Brendan Leber wrote:

> First, let me apologize for my extremely late reply.  Right after I  
> started receiving replies I suffered some pretty serious system  
> failures.  I'm now back and replying to old messages.  B
> 
> 
> On Mar 2, 2006, at 9:20 AM, Eric Wilhelm wrote:
> 
> > It sounds like this usage is part of the foundation (if not "base")
> > class Math::Interval which Brendan will need even though he might not
> > be working directly on those bits.
> 
> Yes, the foundation of the class will have functions that support  
> traditional interval functions such as overlap() and intersect().

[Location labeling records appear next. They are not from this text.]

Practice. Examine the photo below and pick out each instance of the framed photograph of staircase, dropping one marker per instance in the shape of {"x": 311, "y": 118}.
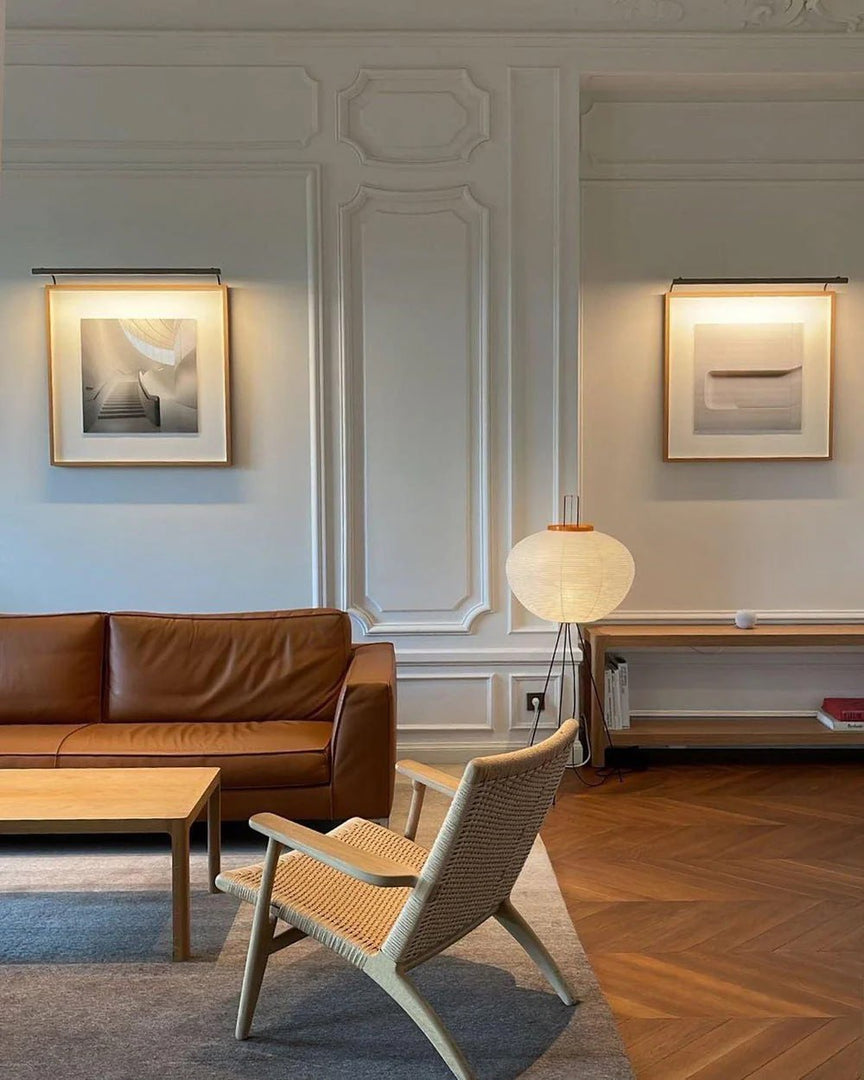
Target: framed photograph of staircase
{"x": 138, "y": 375}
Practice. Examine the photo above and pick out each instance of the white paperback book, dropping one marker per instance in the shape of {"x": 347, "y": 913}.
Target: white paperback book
{"x": 623, "y": 678}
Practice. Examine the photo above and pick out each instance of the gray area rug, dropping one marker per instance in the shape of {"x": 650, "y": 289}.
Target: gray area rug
{"x": 88, "y": 990}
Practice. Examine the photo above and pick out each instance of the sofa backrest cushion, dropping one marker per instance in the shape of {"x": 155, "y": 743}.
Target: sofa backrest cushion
{"x": 51, "y": 669}
{"x": 266, "y": 665}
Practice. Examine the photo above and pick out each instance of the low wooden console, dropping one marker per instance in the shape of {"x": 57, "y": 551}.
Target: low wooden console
{"x": 601, "y": 638}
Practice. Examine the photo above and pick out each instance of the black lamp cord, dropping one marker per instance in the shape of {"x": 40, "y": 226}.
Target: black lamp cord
{"x": 567, "y": 650}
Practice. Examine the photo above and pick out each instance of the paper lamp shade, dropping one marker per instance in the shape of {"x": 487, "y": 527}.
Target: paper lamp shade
{"x": 570, "y": 575}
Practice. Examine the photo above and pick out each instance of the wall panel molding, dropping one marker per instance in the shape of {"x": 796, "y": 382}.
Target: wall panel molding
{"x": 714, "y": 138}
{"x": 445, "y": 706}
{"x": 105, "y": 115}
{"x": 413, "y": 116}
{"x": 396, "y": 250}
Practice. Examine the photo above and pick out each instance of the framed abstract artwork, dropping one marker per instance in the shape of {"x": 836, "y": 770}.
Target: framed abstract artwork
{"x": 138, "y": 375}
{"x": 748, "y": 376}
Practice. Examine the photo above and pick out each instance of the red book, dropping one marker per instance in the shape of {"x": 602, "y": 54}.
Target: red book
{"x": 842, "y": 714}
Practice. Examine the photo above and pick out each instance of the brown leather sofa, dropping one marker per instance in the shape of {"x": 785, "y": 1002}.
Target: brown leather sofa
{"x": 300, "y": 721}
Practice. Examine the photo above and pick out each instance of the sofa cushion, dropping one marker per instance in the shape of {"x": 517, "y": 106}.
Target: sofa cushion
{"x": 260, "y": 666}
{"x": 51, "y": 669}
{"x": 250, "y": 753}
{"x": 32, "y": 745}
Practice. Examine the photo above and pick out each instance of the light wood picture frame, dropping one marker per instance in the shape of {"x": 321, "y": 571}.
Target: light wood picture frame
{"x": 138, "y": 375}
{"x": 748, "y": 376}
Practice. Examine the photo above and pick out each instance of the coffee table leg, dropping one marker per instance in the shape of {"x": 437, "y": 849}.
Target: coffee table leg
{"x": 214, "y": 837}
{"x": 179, "y": 888}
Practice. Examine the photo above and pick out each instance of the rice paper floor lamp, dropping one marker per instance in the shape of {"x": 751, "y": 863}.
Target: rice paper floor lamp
{"x": 569, "y": 575}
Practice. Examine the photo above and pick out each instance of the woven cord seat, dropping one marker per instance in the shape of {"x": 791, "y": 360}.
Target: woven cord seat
{"x": 351, "y": 917}
{"x": 385, "y": 903}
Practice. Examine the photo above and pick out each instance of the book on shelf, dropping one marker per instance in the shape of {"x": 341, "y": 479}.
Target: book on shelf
{"x": 842, "y": 714}
{"x": 617, "y": 693}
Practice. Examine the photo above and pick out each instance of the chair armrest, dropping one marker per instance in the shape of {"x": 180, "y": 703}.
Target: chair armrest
{"x": 363, "y": 865}
{"x": 429, "y": 778}
{"x": 363, "y": 750}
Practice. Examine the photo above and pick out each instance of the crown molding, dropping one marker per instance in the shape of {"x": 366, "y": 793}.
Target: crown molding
{"x": 457, "y": 16}
{"x": 278, "y": 49}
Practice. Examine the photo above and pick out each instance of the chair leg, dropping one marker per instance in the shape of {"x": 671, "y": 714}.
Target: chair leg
{"x": 262, "y": 927}
{"x": 406, "y": 996}
{"x": 516, "y": 926}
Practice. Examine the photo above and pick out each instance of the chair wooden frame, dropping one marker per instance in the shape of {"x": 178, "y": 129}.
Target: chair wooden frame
{"x": 389, "y": 966}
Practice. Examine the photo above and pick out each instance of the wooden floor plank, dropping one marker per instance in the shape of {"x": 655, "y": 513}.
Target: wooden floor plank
{"x": 723, "y": 909}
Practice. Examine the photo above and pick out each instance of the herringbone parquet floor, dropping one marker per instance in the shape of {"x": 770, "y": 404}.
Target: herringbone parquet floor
{"x": 723, "y": 910}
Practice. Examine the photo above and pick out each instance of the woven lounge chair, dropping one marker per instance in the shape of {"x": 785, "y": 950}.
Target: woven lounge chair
{"x": 385, "y": 903}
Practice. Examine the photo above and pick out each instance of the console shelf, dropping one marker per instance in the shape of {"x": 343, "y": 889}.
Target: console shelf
{"x": 710, "y": 731}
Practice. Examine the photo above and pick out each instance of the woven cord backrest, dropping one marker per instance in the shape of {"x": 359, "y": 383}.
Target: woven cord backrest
{"x": 482, "y": 847}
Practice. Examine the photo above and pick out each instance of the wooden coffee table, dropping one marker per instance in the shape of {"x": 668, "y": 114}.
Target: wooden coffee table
{"x": 121, "y": 800}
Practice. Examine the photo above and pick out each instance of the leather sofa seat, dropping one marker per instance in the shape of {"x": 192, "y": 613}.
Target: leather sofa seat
{"x": 299, "y": 720}
{"x": 250, "y": 753}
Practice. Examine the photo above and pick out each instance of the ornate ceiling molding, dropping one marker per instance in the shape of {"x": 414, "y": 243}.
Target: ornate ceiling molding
{"x": 464, "y": 17}
{"x": 799, "y": 14}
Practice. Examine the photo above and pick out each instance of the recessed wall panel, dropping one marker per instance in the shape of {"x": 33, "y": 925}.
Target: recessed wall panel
{"x": 415, "y": 311}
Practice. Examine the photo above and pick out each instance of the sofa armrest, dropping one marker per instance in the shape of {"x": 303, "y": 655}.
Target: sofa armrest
{"x": 364, "y": 736}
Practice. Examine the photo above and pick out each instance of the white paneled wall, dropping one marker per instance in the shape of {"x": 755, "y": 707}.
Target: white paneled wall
{"x": 399, "y": 217}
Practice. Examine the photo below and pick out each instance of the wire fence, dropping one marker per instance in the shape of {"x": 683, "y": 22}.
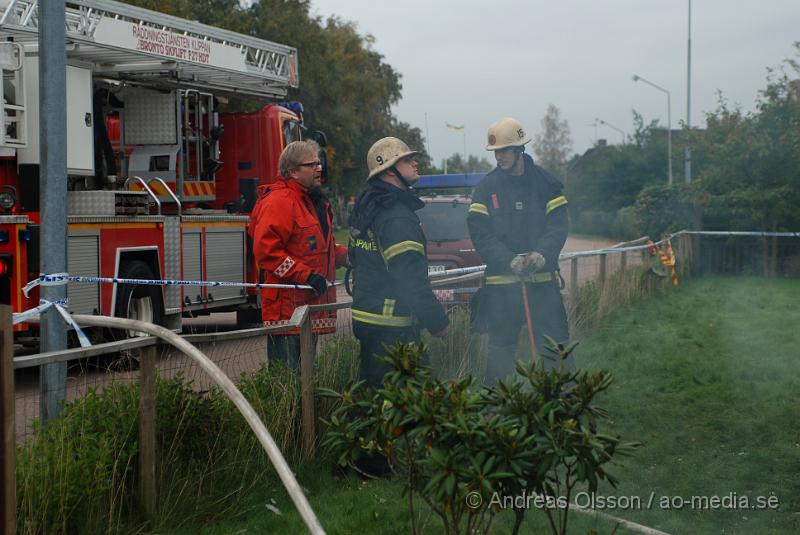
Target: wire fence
{"x": 607, "y": 272}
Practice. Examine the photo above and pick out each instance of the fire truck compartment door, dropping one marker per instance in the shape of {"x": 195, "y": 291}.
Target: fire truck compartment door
{"x": 80, "y": 137}
{"x": 225, "y": 260}
{"x": 83, "y": 253}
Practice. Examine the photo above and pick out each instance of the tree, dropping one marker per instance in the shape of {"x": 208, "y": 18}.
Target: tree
{"x": 553, "y": 146}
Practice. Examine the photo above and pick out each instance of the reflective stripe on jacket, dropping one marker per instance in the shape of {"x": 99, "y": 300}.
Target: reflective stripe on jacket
{"x": 390, "y": 265}
{"x": 510, "y": 215}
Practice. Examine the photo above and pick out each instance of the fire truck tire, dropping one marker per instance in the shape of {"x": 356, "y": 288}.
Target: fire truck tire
{"x": 139, "y": 302}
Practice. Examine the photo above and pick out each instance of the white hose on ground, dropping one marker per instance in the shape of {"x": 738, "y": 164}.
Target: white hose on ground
{"x": 250, "y": 416}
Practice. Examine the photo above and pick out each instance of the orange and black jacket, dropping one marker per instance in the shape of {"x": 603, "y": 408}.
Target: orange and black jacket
{"x": 510, "y": 215}
{"x": 388, "y": 252}
{"x": 292, "y": 231}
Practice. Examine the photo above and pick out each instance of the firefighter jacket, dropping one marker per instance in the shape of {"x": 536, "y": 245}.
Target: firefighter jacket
{"x": 292, "y": 231}
{"x": 390, "y": 263}
{"x": 510, "y": 215}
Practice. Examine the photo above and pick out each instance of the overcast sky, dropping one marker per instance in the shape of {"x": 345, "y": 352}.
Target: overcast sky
{"x": 471, "y": 62}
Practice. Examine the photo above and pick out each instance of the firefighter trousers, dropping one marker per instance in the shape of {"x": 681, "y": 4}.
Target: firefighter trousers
{"x": 374, "y": 340}
{"x": 506, "y": 316}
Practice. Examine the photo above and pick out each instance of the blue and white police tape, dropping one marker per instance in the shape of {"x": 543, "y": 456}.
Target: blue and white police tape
{"x": 59, "y": 305}
{"x": 63, "y": 278}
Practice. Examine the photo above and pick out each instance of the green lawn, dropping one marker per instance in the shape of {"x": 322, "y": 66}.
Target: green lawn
{"x": 706, "y": 376}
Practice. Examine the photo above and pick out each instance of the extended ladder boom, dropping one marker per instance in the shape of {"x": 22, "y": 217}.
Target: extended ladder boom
{"x": 131, "y": 43}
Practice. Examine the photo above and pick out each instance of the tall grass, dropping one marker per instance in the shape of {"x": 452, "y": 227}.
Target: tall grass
{"x": 78, "y": 474}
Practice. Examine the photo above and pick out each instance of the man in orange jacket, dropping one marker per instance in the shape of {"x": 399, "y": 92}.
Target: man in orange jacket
{"x": 292, "y": 230}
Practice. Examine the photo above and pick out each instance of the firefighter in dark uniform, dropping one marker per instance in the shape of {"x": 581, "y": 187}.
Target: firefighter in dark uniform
{"x": 392, "y": 296}
{"x": 518, "y": 224}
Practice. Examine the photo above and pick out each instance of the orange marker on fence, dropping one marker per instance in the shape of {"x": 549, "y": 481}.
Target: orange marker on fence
{"x": 667, "y": 258}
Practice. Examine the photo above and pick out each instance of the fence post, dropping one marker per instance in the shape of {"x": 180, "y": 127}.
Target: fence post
{"x": 603, "y": 268}
{"x": 8, "y": 487}
{"x": 307, "y": 385}
{"x": 573, "y": 282}
{"x": 147, "y": 430}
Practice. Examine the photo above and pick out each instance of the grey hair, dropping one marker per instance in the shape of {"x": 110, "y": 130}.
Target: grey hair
{"x": 294, "y": 154}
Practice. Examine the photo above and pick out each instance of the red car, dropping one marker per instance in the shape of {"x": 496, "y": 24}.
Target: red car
{"x": 444, "y": 220}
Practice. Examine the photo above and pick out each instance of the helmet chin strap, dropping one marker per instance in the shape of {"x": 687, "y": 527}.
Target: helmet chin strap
{"x": 517, "y": 155}
{"x": 399, "y": 175}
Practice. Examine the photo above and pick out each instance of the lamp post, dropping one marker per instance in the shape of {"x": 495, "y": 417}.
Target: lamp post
{"x": 687, "y": 170}
{"x": 463, "y": 131}
{"x": 621, "y": 133}
{"x": 637, "y": 78}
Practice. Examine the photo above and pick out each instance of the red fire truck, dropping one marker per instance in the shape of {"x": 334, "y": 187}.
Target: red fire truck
{"x": 160, "y": 182}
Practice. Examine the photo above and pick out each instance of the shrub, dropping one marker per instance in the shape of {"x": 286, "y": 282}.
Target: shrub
{"x": 469, "y": 453}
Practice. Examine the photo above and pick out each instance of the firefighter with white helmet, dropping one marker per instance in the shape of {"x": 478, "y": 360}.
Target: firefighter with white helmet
{"x": 518, "y": 223}
{"x": 392, "y": 296}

Out of curiosity, is there a common agreement on these 'traditional
interval functions'?
The most referenced proposal I'm aware of are the so called Allen
relations:

  Maintaining Knowledge about Temporal Intervals
  by James F. Allen

They are - as the title suggests - somewhat biased towards temporal 
types (e.g. relation 'during').
A perl implementation is done in Date::Interval:

  <http://search.cpan.org/~ktorp/Interval.0.03/Interval.pm>

Although the book

  Temporal Data and the Relational Model
  by C.J. Date, Hugh Darwen, Nikos Lorentzos
  
<http://books.google.com/books?ie=UTF-8&vid=ISBN1558608559&id=grTubz0fjSEC&pg=PA91&lpg=PA91&l&sig=PQpCSlzWNl_uS66gfX3Lw2RK-WY>

is also biased towards temporal types, the authors generalized the
interval type: it's a type generator parameterized by a point type.
By the way, 'during' was renamed to 'includes'. I have to admit I
like their proposal.

Are there other essential sources worth to consider?